Neuroimaging Features Underlying the ADHD Combined and Inattentive Types

Structural MRI Findings

In summary, the structural MRI studies reviewed produced equivocal results, with only one of these studies reporting volumetric differences between the combined and inattentive subtypes. Findings from these studies generally found no significant volumetric differences between the ADHD-C and ADHD-I subtypes for global and specific subregions of the basal ganglia. Furthermore, another research, which has examined volumetric differences in just one subtype comparably to controls also reveals mixed results. For example, relative to controls, de Mello et al. (2013) found reduced gray matter volume of the left medial frontal gyri, ACC, caudate, thalamus, and right postcentral gyrus in ADHD-I, yet another study by Carmona et al. (2009) observed no significant differences. Studies investigating ADHD-C have shown greater hippocampal and left orbitofrontal cortex volume (Plessen et al., 2006); however, reduced ventral–striatal volumes (Carmona et al., 2009) and smaller global gray matter volumes in the frontal, parietal, temporal, and occipital lobes (Batty et al., 2010) have also been reported relative to controls. Certainly, more studies are required to ascertain the presence or lack of volumetric differences to address the methodological differences of these studies.

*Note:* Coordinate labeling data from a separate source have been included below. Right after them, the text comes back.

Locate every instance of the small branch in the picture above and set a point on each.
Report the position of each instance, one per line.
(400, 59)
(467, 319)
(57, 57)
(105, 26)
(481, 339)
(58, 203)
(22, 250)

As a general limitation, the small sample sizes (with the exception of one study using the ADHD-200 database) of the studies included in this review (range of 15 to 33 per subtype group) may have underpowered the analyses, imposing limitations to delineate confounding effects of medication and comorbidity (Horga et al., 2014). Although the inclusion of research evidence relating to the effect of medication on structural neuroanatomical substrates are beyond the scope of this review, studies have generally observed smaller ACC and caudate gray matter volumes and deviant cerebellar morphology in treatment naïve relative to treatment experienced in samples of ADHD-C participants and controls (Bussing et al., 2002; Semrud-Clikeman et al., 2006, 2014b; Bledsoe et al., 2009; Villemonteix et al., 2015). Similarly, structural asymmetry, i.e., differences in size between left/right brain regions, which has been shown to be a feature in ADHD, was also found to be different in unmedicated vs. medicated patients (Douglas et al., 2018). It is likely that the medication disparity between the subtypes could be driving some of the neural findings.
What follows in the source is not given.